Modifié le 30 janvier 2017 à 15:41

Le décret anti-immigration de Trump condamné par 16 procureurs généraux

Alors que des manifestations continuent à l'aéroport JFK de New York contre le décret anti-immigration, les procureurs de seize Etats cherchent à entrer dans une bataille judiciaire avec l'administration Trump.
Alors que des manifestations continuent à l'aéroport JFK de New York contre le décret anti-immigration, les procureurs de seize Etats cherchent à entrer dans une bataille judiciaire avec l'administration Trump. [Stephen Yang - Reuters]
Les procureurs généraux de seize Etats américains, dont ceux de Californie et de New York, importants bastions du Parti démocrate, ont publié un communiqué commun condamnant le décret de Donald Trump.

Ils étudient actuellement les moyens de combattre devant la justice cette mesure que le nouveau président s'est empressé de parapher vendredi soir, provoquant un tollé dans de nombreux pays, des manifestations dans plusieurs villes américaines et une confusion dans les procédures de passage des frontières.

Les procureurs démocrates pourraient devenir un creuset de la résistance à la politique de Donald Trump, tout comme les procureurs républicains s'étaient opposés à celle de Barack Obama.

Rappel des principes fondateurs

"La liberté religieuse a été et sera toujours le principe fondateur de notre pays et aucun président ne peut modifier cette vérité", affirment les magistrats.

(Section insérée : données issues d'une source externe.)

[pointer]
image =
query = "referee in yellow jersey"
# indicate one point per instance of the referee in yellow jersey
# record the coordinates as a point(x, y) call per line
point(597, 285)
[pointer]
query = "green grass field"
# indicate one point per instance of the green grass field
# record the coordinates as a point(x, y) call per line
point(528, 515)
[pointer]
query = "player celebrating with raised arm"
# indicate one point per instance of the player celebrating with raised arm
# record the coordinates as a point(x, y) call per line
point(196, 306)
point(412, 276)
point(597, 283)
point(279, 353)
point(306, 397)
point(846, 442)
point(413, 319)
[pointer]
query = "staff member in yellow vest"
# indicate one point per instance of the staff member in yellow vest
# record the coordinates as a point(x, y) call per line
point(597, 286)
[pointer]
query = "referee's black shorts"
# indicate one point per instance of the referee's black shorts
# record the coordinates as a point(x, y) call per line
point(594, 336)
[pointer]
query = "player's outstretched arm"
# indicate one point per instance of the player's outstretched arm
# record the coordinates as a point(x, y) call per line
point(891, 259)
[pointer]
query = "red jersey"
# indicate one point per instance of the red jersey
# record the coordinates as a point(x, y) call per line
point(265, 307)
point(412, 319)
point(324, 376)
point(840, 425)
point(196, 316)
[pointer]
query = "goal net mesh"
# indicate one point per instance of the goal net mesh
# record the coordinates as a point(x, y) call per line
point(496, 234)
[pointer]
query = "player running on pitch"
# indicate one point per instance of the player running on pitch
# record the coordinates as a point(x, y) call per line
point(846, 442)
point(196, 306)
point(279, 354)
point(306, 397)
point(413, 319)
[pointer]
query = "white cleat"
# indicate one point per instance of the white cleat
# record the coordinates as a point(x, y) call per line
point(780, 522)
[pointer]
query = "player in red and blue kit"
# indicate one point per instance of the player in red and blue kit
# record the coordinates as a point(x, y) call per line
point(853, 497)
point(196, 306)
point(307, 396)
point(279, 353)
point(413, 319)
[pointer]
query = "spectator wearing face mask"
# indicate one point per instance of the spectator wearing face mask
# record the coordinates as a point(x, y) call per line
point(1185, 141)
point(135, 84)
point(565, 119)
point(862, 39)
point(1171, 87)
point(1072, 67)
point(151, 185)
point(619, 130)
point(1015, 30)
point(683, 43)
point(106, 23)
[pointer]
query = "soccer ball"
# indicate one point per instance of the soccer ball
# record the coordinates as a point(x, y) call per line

Eric Scheiderman, procureur de New York, a notamment appelé tous les voyageurs en rétention à l'aéroport JFK à contacter ses services.

reuters/ther

Publié le 29 janvier 2017 à 22:09 - Modifié le 30 janvier 2017 à 15:41

Pas une interdiction visant les musulmans d'après Trump

Le président américain Donald Trump a déclaré dimanche dans un communiqué que son décret fermant les frontières à certains réfugiés et étrangers ne visait pas spécialement les musulmans, alors qu'une vague de condamnations mondiales se développe.

"Pour que les choses soient claires, il ne s'agit pas d'une interdiction visant les musulmans, comme les médias le rapportent faussement", a déclaré Donald Trump. "Cela n'a rien à voir avec la religion, il s'agit de terrorisme et de la sécurité de notre pays".

Donald Trump a aussi affirmé que l'administration Obama avait suspendu la délivrance de visas pour des réfugiés irakiens pendant six mois en 2011.

Et il a rappelé que la délivrance de visas reprendrait à la fin des 90 jours de suspension, quand de nouvelles procédures de contrôle auront été selon lui mises en place.

Détenteurs de cartes de résidents permanents exemptés

Les détenteurs de "cartes vertes", le permis accordé aux résidents permanents, ayant demandé une exemption au nouveau décret migratoire l'ont obtenue, a annoncé dimanche un haut responsable de l'administration américaine.

Selon lui, leur nombre se montait dimanche à 170.

Des messages apparemment contradictoires étaient envoyés depuis vendredi soir sur la situation des ressortissants des pays concernés par le décret de Donald Trump et titulaires d'une "carte verte" et se trouvant actuellement à l'étranger.

Samedi, la Maison Blanche a expliqué qu'ils devraient demander une exemption au cas par cas avant de voyager. Dimanche, l'administration a expliqué qu'ils disposaient tous d'une exemption.